18 mars 2012 à la Bastille : Un besoin inextinguible de liberté et d’humanité gonflait les poitrines.

samedi 14 avril 2018.
 

Nous étions plus de 120 000 venus de toutes les provinces, de métropole et d’outre mer à converger ce 18 mars 2012 vers la place de la Bastille à Paris. Jeunes et vieux, familles et militants composaient une foule immense enjouée et sereine indifférente au temps plutôt maussade qui n’a fait que menacer de lessiver la capitale.

Le front de gauche incarné par Jean Luc Mélenchon nous appelait à reprendre pied avec l’Histoire de France !

Cette date et ce lieu se mirent à parler..., nous entrâmes collectivement en résonnance…, et les grands rouages de notre Mémoire s’engrenèrent sans difficulté !

Quel tribun ! Quelle culture et quelle vision !

La place bien trop petite pour nous contenir vibrait à l’unisson des rues qui ne parvenaient plus à déverser les derniers arrivés jusqu’à la colonne de juillet, monument qui supporte le génie de la liberté qui s’envole en brisant des fers et semant la lumière !

On retrouvait sur scène avant le discours tant attendu la même veine d’artistes et de saltimbanques qui émaillaient la rue du Faubourg Saint Antoine que l’organisation nous avait attribuée. La foule avait des mouvements de vagues compactes et clamait : « Ré-sis-tance » dès que les chants faiblissaient. On tutoyait des inconnus. Un bien-être certainement euphorique gagnait l’ensemble des participants et garantissait ainsi l’exemplaire tenue de ce rassemblement.

Puis la clameur enfla et laissa finalement place au discours qui appelait la fin de la monarchie républicaine, l’exhortation à la résistance, la mise en place d’une constituante et la reprise du pouvoir par le peuple et pour le peuple. L’insurrection civique était décrétée pour les plus proches échéances. La promesse de l’éruption imminente du volcan français à la face du monde des prédateurs fut clamée par tous les participants en un profond et lourd rugissement. La symbolique de la couleur rouge fut rappelée.

L’émotion, forte, et la colère étaient là, contenues mais durables et ciblées. Un besoin inextinguible de liberté et d’humanité gonflait les poitrines. Rien ne pourra désormais retenir cet élan fraternel et démocratique puisque nous y avons goûté.

J’assistai, un peu médusé, à la montée exponentielle de la prise de conscience d’une autre forme possible de développement et à une contagion fulgurante de l’exigence d’une rupture radicale avec les religions de la finance et du profit sans règle ni retenue.
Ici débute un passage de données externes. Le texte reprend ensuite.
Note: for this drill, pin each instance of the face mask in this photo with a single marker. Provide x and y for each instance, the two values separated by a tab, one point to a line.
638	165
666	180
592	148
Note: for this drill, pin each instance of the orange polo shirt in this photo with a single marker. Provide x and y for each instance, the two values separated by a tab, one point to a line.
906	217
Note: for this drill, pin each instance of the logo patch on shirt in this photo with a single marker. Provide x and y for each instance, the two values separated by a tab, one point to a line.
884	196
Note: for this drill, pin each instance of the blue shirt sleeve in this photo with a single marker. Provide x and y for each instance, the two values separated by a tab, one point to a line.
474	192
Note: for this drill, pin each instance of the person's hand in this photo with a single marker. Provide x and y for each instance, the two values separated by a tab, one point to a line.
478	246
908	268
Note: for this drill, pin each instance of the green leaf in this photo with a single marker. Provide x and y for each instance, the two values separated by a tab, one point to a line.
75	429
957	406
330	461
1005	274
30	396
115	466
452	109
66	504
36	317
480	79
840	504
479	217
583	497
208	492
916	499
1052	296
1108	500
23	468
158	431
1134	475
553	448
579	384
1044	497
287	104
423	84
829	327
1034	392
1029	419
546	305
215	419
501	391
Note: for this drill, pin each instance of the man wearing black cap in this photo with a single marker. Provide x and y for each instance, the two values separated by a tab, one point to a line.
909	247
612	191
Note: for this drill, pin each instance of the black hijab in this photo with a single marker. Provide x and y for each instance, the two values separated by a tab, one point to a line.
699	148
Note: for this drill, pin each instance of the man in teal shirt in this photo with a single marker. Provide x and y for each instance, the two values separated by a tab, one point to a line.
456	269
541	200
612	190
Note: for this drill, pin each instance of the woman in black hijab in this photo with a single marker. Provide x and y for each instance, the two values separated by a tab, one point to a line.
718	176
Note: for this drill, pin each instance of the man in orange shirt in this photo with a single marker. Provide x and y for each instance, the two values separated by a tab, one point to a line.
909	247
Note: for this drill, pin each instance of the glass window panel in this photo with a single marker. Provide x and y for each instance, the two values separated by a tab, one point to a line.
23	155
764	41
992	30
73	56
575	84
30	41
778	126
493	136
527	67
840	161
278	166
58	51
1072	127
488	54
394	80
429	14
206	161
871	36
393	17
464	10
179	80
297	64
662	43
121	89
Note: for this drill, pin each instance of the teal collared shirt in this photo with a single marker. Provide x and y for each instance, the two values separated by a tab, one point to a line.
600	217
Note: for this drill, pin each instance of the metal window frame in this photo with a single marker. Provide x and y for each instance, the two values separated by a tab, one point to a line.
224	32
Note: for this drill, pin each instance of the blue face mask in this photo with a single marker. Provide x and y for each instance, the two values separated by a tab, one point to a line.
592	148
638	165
Nous sommes à présent bien convaincus non seulement que le vote Front de Gauche est utile, mais qu’il est devenu tout à fait indispensable pour ne pas, une fois de plus, regretter l’occasion de remettre de l’ordre et de la justice dans notre pays et dans une Europe citoyenne que nous voulons reconstruire.

Plus la vraie gauche sera présente et forte au 1er tour de l’élection présidentielle, plus elle pèsera sur le projet du second tour et mieux nous appréhenderons les prochaines législatives.

Tous ensemble, nous pouvons tout espérer et, sans « raser gratis », surtout rétablir une solidarité chaleureuse et confiante dans une revalorisation du travail et de l’utilité sociale des plus modestes d’entre nous et mettre au pas les acrobates de la finance spéculative en nous réappropriant les leviers d’une nouvelle économie réconciliée avec l’écologie de nos milieux les plus rapprochés comme celle de notre mère la Terre.

Ainsi, à la logique qui consiste à d’abord se servir, succédera un modèle plus sobre de république fraternelle, laïque et écologique.

Nous devons nous contraindre à rendre possible une VI ème république dans les urnes pour ne pas laisser le champ libre à la violence inéluctable du chaos.

Soyons les ambassadeurs de ce monde nouveau qui passe à notre portée dans moins d’un mois maintenant et arrêtons de nous plaindre puisqu’il ne s’agit pas de courage mais de simple détermination.